US 11,727,416 B2
Methods and apparatus to estimate large scale audience deduplication
Michael R. Sheppard, Holland, MI (US); Damien Forthomme, Seattle, WA (US); and Molly Poppie, Arlington Heights, IL (US)
Assigned to THE NIELSEN COMPANY (US), LLC, New York, NY (US)
Filed by The Nielsen Company (US), LLC, New York, NY (US)
Filed on Nov. 27, 2019, as Appl. No. 16/698,898.
Prior Publication US 2021/0158377 A1, May 27, 2021
Int. Cl. G06Q 10/06 (2023.01); G06Q 10/10 (2023.01); G06Q 30/02 (2023.01); G06Q 30/0201 (2023.01); G06F 16/22 (2019.01); G06F 16/2455 (2019.01); G06F 16/215 (2019.01); H04N 21/81 (2011.01); H04N 21/442 (2011.01)

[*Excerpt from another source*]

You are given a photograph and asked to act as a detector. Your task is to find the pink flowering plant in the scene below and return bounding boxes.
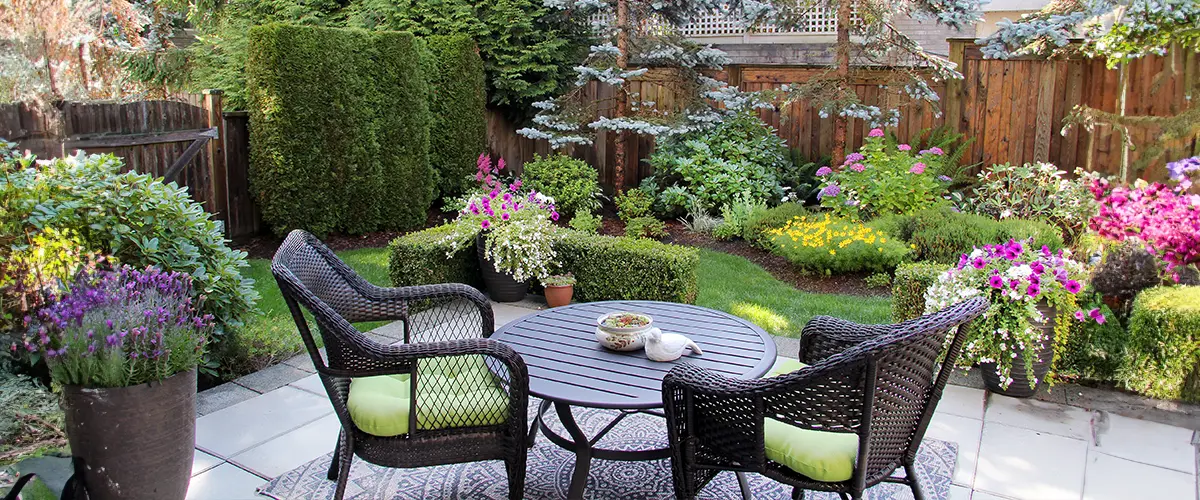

CPC G06Q 30/0201 (2013.01) [G06F 16/215 (2019.01); G06F 16/2246 (2019.01); G06F 16/24558 (2019.01); H04N 21/44213 (2013.01); H04N 21/812 (2013.01)] 28 Claims
OG exemplary drawing
 
1. An apparatus comprising:
interface circuitry to collect, via a network, impression data indicative of accesses to a plurality of media items for a total audience size, the impression data including audience sizes for the plurality of media items, the total audience size including a computer-generated inaccuracy causing a misrepresentation of a deduplicated audience size of the plurality of media items;
association controller circuitry to generate a tree structure association for the total audience size that accessed the plurality of media items, the tree structure association including a first node representative of a first media item accessed by first audience members of the total audience size and a second node representative of a second media item accessed by second audience members of the total audience size;
matrix generator circuitry to improve functionality of a computer by generating a matrix without using processing power to solve a partial derivative equation for the first node or the second node, the matrix generator circuitry to generate the matrix by:
selecting a sum of probabilities value corresponding to the tree structure association, the sum of probabilities value representative of a probability of the first audience members accessing the first media item; and
storing the sum of probabilities value in an element of the matrix; and
commercial solver circuitry to increase an accuracy of the computer to reduce the computer-generated inaccuracy of the total audience size by estimating the deduplicated audience size of the total audience size using the matrix.